Treat this as a high-impact blockchain automation skill. Before installing, review the npm package source, use only a fresh dedicated low-value participant wallet, keep explicit-submit protections enabled, avoid daemon/auto-submit until tested, prefer HTTPS trusted relayers, and consider disabling global OpenClaw env sync and gateway restart during setup.
Findings (6)
Artifact-based informational review of SKILL.md, metadata, install specs, static scan signals, and capability signals. ClawScan does not execute the skill or run runtime probes.
A user may grant the skill authority to move or redeem funds, not just validate or submit allocation claims.
The advertised command surface includes vault fund-movement operations even though the stated role is allocation-claim-only; the submit variants are high-impact blockchain actions.
Participant role proposes and validates `AllocationClaimV1` only. ... /deposit --amount <wei> ... [--submit] ... /withdraw --amount <wei> ... [--submit] ... /redeem --shares <wei> ... [--submit]
Install only if these vault actions are intended, use a dedicated low-value wallet, and require explicit review before any submitted transaction.
If the key is over-funded, reused, mishandled, or exposed, funds and on-chain permissions could be lost or abused.
The skill requires a private signing key that can authorize blockchain actions; combined with submit and vault commands, this is high-impact delegated authority.
`PARTICIPANT_PRIVATE_KEY` is highly sensitive. Use a dedicated wallet key for this bot; never reuse treasury/admin keys.
Use a new dedicated participant wallet with minimal funds and permissions, never use treasury/admin keys, and verify how the runtime stores and uses the private key before production use.
The clean static scan does not evaluate the code that will actually install or run the bot, so users cannot assess key handling or transaction logic from these artifacts alone.
The skill depends on npm-fetched code that is not included in the supplied artifacts; this runtime would handle sensitive wallet and transaction behavior.
Installing via `npx @wiimdy/openfunderse@2.0.0 ...` executes code fetched from npm. Prefer pinning a known version (as shown) and reviewing the package source before running in production.
Review the npm package source and integrity, pin the exact version, and test in a disposable environment before supplying any real private key.

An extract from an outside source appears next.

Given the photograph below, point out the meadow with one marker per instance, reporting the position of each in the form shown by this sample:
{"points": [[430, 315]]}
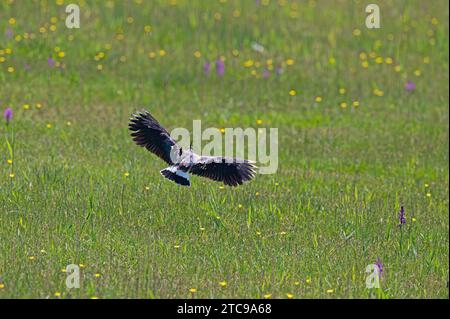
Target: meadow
{"points": [[363, 128]]}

Other skills may see changed environment values or be interrupted by a gateway restart, and sensitive bot credentials may persist in shared runtime configuration.

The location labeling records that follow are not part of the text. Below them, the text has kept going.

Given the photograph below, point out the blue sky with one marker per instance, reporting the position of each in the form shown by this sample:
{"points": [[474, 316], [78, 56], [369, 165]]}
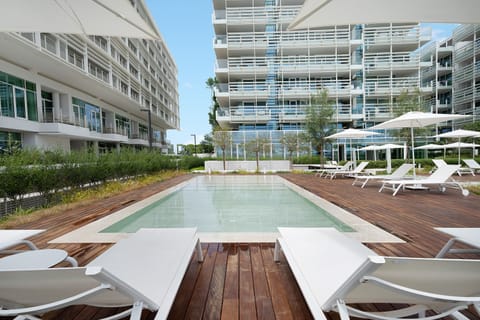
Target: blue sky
{"points": [[187, 29]]}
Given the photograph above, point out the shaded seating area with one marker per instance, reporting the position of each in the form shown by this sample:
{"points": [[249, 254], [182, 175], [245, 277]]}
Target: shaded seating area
{"points": [[321, 172], [472, 164], [460, 171], [399, 173], [143, 271], [337, 273], [442, 178], [351, 173], [15, 257]]}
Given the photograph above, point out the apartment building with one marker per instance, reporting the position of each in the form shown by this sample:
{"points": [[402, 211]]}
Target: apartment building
{"points": [[72, 92], [454, 74], [267, 74]]}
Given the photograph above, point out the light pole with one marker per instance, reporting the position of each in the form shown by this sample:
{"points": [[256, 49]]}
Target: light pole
{"points": [[150, 133], [194, 143]]}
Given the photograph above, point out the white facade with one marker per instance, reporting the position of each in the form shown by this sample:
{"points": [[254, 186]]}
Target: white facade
{"points": [[71, 92], [267, 74]]}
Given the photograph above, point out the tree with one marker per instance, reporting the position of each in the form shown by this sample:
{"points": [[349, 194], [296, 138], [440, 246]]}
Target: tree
{"points": [[222, 139], [318, 121], [409, 100], [256, 146], [212, 115], [206, 145]]}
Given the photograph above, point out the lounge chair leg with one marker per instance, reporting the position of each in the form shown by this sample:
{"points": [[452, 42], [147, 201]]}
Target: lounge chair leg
{"points": [[199, 251], [276, 252], [136, 311], [342, 310], [72, 261], [446, 248]]}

The skill's default setup can change global OpenClaw configuration and restart the gateway, allowing one setup action to affect unrelated skills or sessions.
By default, `install` and `bot-init` also sync env vars into `~/.openclaw/openclaw.json` and `bot-init` runs `openclaw gateway restart`. This mutates global OpenClaw runtime state and can affect other skills.

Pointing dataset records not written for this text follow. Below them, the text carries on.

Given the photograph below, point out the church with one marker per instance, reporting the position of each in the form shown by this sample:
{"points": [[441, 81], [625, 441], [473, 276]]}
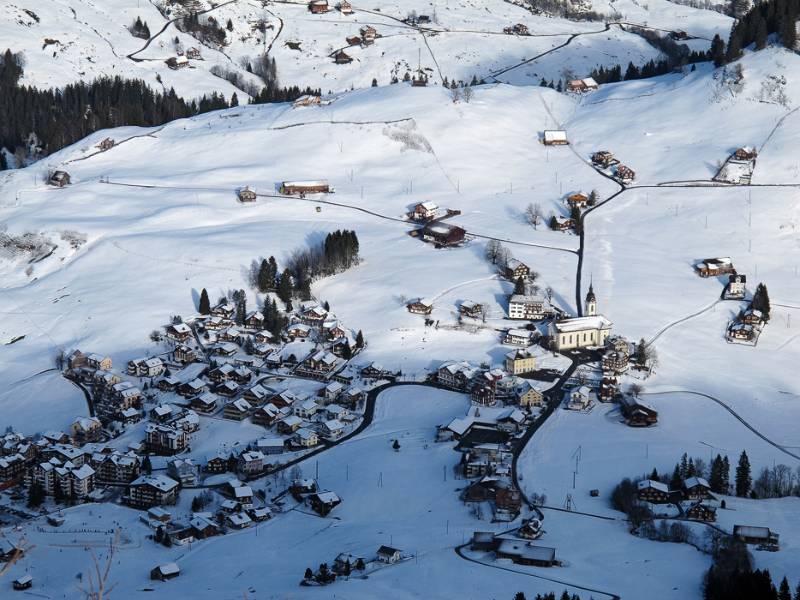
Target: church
{"points": [[589, 331]]}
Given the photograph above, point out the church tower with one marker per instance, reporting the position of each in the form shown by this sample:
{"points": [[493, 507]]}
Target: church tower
{"points": [[590, 308]]}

Back up OpenClaw config first, consider `--no-sync-openclaw-env` and `--no-restart-openclaw-gateway`, and verify the final environment values after setup.
A daemon could keep making or submitting allocation actions beyond a single user request if configured unsafely.
The skill exposes a long-running daemon mode that can operate on an interval and optionally submit actions; the provided artifact does not clearly define containment, stop conditions, or transaction limits.
/participant_daemon --fund-id <id> --strategy <A|B|C> [--interval-sec <n>] [--epoch-source <relayer|fixed>] [--epoch-id <n>] [--submit]
Run daemon mode only with explicit supervision, conservative intervals, clear stop procedures, and submit disabled unless continuous submission is truly intended.
Misconfigured relayer hosts or HTTP transport could expose signed requests or route actions through an unintended endpoint.
The skill communicates with an external relayer and includes host trust and HTTP allowance configuration, which are expected for this integration but important to configure safely.
This skill authenticates relayer write APIs with an EIP-191 message signature ... RELAYER_URL ... PARTICIPANT_TRUSTED_RELAYER_HOSTS ... PARTICIPANT_ALLOW_HTTP_RELAYER
Use HTTPS relayers, restrict trusted hosts tightly, and leave HTTP relayer allowance disabled unless testing in a controlled local environment.